Volti’s Friday concert at Berkeley’s First Congregational Church shared the stage with three outstanding high school choirs: Head-Royce’s Colla Voce, the Acalanes High School Chamber Singers, and Ecco, Piedmont East Bay Children’s Choir. This event was the latest installment of a laudable project that Volti has sponsored for the past decade — an interactive Choral Institute for High School Singers, which takes place every six months “in order to engage high school choirs with young professional singers and contemporary composers.” Friday’s concert was the outcome of one such intensive weekend encounter from last October. West Coast composer Morten Lauridsen was in residence then, and his music figured prominently on this program.
Another of Volti’s ongoing projects, the Choral Arts Laboratory, gives young composers a chance to work with Volti singers and Artistic Director Robert Geary, while they are composing a piece for the ensemble. This year’s participant was 28-year-old Ted Hearne, whose composition titled privilege was also on the program, as were two Volti-commissioned works by Rubin Estrada and Donald Crockett.
All this virtuous outreach produced an evening of beautiful, often sumptuous sound, as well as generally excellent singing from all the groups, before a large and enthusiastic audience. As to the music itself, this was a tamer, blander set of offerings than is customary with Volti. The two commissions were attractive, colorful, and folkloric in flavor, but also rather insubstantial. The same might be said about several of the high school choral selections, though it was a real pleasure to hear the music of Purcell and Sweelinck sung so well.
Morten Lauridsen’s quasi-Renaissance setting of O Magnum Mysterium (1994) was extremely effective, and beautifully rendered by Volti. Its mannered archaisms contain just enough unusual features to create a genuinely thoughtful, devotional mood. His Nocturnes (2005-2008) are set to poems by Rilke, Agee, and Neruda. They ended the concert, sung by the combined forces of all four choirs with the composer at the piano, in a generous and heartfelt tribute.

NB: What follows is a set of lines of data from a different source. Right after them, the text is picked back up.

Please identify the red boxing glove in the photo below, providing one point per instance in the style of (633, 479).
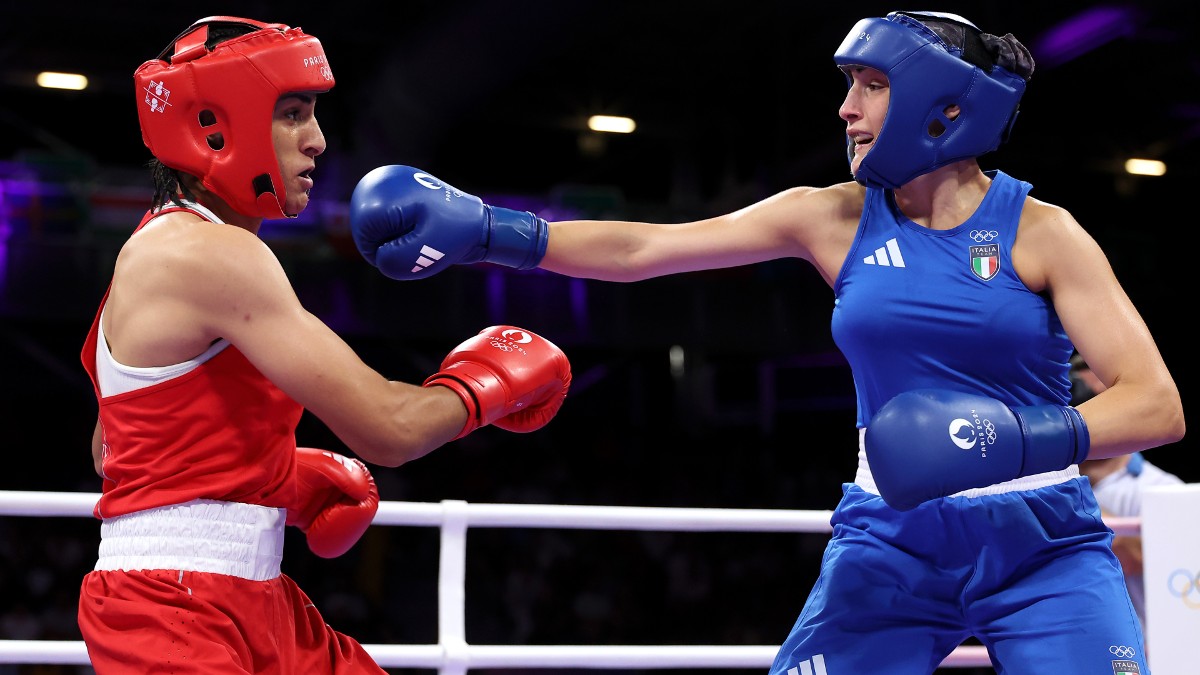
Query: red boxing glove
(507, 376)
(336, 501)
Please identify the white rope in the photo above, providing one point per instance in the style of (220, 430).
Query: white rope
(453, 655)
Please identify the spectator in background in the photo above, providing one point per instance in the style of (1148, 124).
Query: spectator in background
(1117, 483)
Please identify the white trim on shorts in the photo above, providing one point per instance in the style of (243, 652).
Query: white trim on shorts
(864, 479)
(231, 538)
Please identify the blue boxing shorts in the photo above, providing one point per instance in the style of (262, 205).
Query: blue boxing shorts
(1030, 573)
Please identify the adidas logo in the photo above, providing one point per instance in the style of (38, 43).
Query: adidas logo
(429, 256)
(887, 255)
(814, 665)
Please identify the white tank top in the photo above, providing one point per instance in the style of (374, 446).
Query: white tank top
(114, 377)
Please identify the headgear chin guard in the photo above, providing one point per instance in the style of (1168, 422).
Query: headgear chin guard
(191, 93)
(934, 60)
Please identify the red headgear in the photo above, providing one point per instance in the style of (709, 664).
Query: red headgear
(195, 93)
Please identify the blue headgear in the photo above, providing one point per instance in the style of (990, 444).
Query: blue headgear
(934, 60)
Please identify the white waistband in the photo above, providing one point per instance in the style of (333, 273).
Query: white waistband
(231, 538)
(864, 479)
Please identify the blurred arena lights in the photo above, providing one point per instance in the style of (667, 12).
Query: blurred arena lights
(611, 124)
(1145, 167)
(51, 79)
(1083, 33)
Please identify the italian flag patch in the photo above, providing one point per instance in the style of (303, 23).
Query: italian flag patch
(985, 261)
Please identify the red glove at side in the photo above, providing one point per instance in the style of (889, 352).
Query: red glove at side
(507, 376)
(336, 501)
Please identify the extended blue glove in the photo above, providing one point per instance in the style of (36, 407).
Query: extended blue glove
(411, 225)
(930, 443)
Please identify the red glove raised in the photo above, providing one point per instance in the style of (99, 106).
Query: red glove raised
(507, 376)
(336, 501)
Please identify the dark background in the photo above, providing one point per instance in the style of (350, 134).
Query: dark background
(735, 101)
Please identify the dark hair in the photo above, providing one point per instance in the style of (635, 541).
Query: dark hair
(981, 48)
(168, 184)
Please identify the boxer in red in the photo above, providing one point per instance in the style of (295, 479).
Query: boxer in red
(203, 359)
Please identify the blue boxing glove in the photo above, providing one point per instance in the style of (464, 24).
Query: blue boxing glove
(411, 225)
(930, 443)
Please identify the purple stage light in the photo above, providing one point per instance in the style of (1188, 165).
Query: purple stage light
(1083, 33)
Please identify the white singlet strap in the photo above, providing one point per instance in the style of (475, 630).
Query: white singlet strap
(231, 538)
(864, 479)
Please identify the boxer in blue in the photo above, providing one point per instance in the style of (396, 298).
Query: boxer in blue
(958, 300)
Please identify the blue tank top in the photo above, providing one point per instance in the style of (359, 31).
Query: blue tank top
(918, 308)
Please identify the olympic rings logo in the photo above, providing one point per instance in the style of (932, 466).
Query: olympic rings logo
(501, 345)
(1186, 586)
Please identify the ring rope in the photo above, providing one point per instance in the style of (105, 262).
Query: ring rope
(454, 655)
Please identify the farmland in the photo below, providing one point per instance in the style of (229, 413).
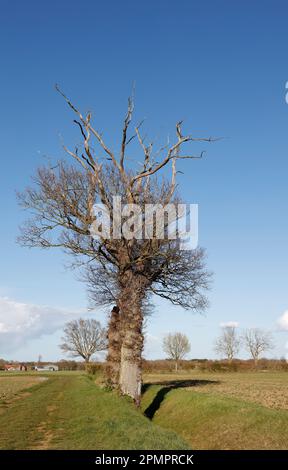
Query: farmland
(186, 410)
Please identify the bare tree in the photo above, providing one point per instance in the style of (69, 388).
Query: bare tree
(176, 346)
(257, 341)
(84, 338)
(228, 343)
(120, 271)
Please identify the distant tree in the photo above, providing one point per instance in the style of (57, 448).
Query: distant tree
(176, 346)
(84, 338)
(257, 341)
(228, 343)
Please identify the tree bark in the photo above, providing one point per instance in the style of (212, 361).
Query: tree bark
(130, 302)
(112, 368)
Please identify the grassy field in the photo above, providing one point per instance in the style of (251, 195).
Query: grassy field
(68, 411)
(184, 410)
(221, 411)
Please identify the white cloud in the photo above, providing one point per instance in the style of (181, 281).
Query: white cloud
(283, 321)
(231, 324)
(21, 323)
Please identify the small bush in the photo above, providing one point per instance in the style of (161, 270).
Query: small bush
(93, 368)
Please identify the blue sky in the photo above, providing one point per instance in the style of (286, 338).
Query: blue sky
(222, 68)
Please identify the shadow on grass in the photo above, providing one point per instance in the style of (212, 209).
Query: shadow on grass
(167, 387)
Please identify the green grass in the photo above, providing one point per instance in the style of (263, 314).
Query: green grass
(211, 419)
(70, 412)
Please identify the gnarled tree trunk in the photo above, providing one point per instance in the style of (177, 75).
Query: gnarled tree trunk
(130, 302)
(112, 368)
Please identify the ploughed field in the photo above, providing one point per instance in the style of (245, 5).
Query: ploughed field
(232, 410)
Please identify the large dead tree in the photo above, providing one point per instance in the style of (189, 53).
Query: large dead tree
(120, 271)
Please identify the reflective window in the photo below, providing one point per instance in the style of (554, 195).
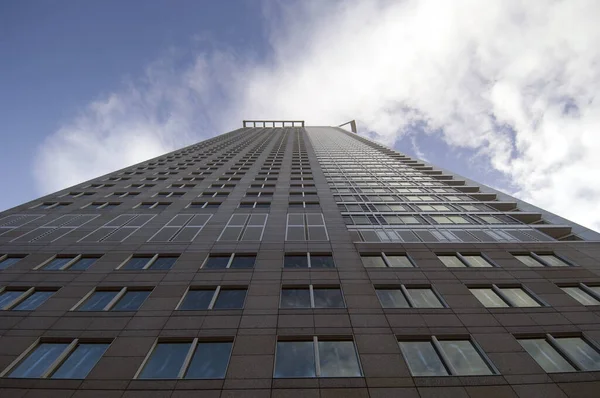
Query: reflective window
(131, 300)
(464, 358)
(166, 361)
(197, 299)
(98, 301)
(424, 298)
(137, 263)
(33, 301)
(451, 261)
(321, 261)
(163, 263)
(546, 356)
(209, 361)
(424, 358)
(586, 356)
(230, 299)
(79, 360)
(580, 295)
(295, 261)
(504, 297)
(297, 359)
(57, 263)
(8, 261)
(37, 363)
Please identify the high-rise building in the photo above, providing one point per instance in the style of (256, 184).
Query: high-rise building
(280, 260)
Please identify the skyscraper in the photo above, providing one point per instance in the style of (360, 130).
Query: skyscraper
(280, 260)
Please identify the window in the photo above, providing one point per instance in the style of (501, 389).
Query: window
(43, 361)
(383, 260)
(310, 226)
(497, 296)
(187, 360)
(445, 357)
(408, 297)
(156, 262)
(244, 227)
(234, 261)
(542, 260)
(153, 205)
(71, 263)
(24, 299)
(119, 228)
(563, 354)
(219, 298)
(586, 295)
(311, 297)
(56, 228)
(470, 260)
(308, 260)
(125, 299)
(181, 228)
(8, 260)
(316, 358)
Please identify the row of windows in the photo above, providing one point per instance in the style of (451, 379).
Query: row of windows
(308, 260)
(458, 260)
(292, 296)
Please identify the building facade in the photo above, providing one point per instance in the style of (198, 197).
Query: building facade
(280, 260)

This program might have benefitted by including one or two of the meatier, more adventurous compositions for which Volti has been noted in the past. Typically, its new-music programming avoids the extremes both of earnest traditionalism and of exuberant novelty. A couple of pieces with real originality and expressive vitality could have enhanced the audience’s awareness, while giving some additionally useful guidelines to a group of impressive young choral singers.